Cllr Butler took the decision to honour three people at each occasion to allow the opportunity for networking.

“Not only are we learning about them, they were learning about other people who were doing something similar in their community and spreading the word so more people can hear about what they are doing,” the Fine Gael man added, “It was a learning experience, so I’m delighted I had the opportunity”.

At the start of his term in office, the metropolitan mayor wanted to keep the issue of mental health front-and-centre, and keep the conversation going around this topic.

But it was often the simple things which he enjoyed the most – for example, affording to the office of metropolitan mayor to the public.

“Meeting young people who could not believe they were meeting the mayor: to see their faces light up and give them my time and make them feel special for that moment. Being a parent myself, it’s nice. Even going to my kid’s creche, and they are asking for my autograph. I felt I finally had made it,” he laughed.

The end of his year in office is tinged with a little sadness, after it was confirmed Cllr Butler will be the last of five metropolitan mayors, the office being abolished, and his successor being known by the less-grand title of Cathaoirleach of the metropolitan district.

Many – including former councillor John Gilligan – have been voiciferous in their opposition to this, believing it brings to an end the storied history of the city’s first citizen.​

It’s something Cllr Butler agrees with, saying: “From talking to people around the city, they feel a real sense of loss.
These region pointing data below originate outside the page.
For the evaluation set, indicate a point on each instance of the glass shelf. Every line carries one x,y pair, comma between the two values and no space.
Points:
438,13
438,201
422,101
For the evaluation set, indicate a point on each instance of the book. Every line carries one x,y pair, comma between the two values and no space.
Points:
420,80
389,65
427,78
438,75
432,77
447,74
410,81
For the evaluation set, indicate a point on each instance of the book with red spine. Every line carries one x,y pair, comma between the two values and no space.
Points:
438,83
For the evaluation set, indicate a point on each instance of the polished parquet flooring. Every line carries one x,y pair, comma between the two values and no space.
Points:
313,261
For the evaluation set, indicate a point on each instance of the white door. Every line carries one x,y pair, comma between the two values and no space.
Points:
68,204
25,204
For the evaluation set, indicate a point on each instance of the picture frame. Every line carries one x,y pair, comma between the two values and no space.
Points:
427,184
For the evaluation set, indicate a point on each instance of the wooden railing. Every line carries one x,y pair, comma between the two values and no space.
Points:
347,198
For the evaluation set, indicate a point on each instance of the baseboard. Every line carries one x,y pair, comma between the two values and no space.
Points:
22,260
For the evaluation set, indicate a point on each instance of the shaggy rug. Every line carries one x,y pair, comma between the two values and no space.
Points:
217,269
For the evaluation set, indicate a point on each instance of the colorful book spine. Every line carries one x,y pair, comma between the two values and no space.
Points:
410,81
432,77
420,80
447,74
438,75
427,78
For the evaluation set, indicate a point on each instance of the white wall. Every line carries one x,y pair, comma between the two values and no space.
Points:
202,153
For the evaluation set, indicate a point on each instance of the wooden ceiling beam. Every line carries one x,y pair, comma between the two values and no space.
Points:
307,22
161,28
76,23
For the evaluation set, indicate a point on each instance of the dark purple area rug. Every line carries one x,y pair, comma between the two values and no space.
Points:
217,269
There is a long-established history there. It’s one of the oldest in the world, even older than London. I think there is a value in having that position there.”

He does acknowledge he is “conflicted”, saying it will at least bring to an end the confusion of having two mayors in Limerick.

“But it’s still a pity we are breaking the line with history. It’s a great honour to be a part of Limerick history, but there could have been a more positive way to be a part of it, rather than being the last mayor associated with the city,” he concluded.